The government announced the Expert Commission on Pensions, led by Harry Arthurs, former dean of Osgoode Hall Law School and former president of York University, in November, 2006, and it disbanded last fall after it issued its final report.
Among the ideas it suggested was the notion that larger pension plans have a number of advantages over smaller plans. "The commission did endorse the idea that growth of large-scale pension plans was to be encouraged," said Kathryn Bush, a lawyer in the pension and employee benefits group at Blakes and a member of the expert commission.
Cash-strapped campuses get a $150-million lifeline
Among measures aimed at boosting research and training is $35-million in capital spending to create 100 new spaces at existing medical schools, said The Globe and Mail March 27 in a story about the Ontario budget’s provisions for postsecondary education. Absent, however, is a response to efforts by York University to get its own medical school, said the Globe.
York and Southlake health centre step up cooperation
If you have been following the astounding progress Southlake has made in the last decade, as it transforms from a community hospital to a leading regional health centre, you should not be surprised to learn that Southlake is now also taking a leadership role when it comes to research, wrote Yorkregion.com March 26 in a story about the Newmarket, Ont.-based Southlake Regional Health Centre.

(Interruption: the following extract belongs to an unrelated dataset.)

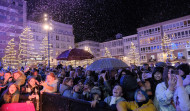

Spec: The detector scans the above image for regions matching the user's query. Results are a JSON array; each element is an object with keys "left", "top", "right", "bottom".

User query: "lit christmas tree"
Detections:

Recently David Tulbert joined the Research Institute team as a research liaison specialist to advance research opportunities between York Universityfaculty and graduate students and Southlake staff and physicians. Tulbert’s appointment creates an opportunity for Southlake clinicians to work with York academics and scientists in pursuit of projects of common interest.
York President & Vice-Chancellor Mamdouh Shoukri talked to Matt Galloway (BA Hons. ’94) about York’s 50th birthday on CBC Radio’s “Here & Now” (Toronto) March 26. Listen to the interview here.

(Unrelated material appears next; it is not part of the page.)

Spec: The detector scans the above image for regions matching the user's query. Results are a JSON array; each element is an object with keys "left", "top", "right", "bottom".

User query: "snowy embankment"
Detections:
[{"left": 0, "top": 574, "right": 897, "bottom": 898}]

Alan Young, professor in York’s Osgoode Hall Law School, talked about Canadians’ impressions of the RCMP in the wake of BC’s Taser inquiry, on Calgary’s CHQR-AM March 26.
Dr. Joel Lexchin, professor in York’s School of Health Policy & Management, Faculty of Health, talked about restrictions on television advertising of prescription drugs, on CBC Radio’s regional news program in Montreal March 26.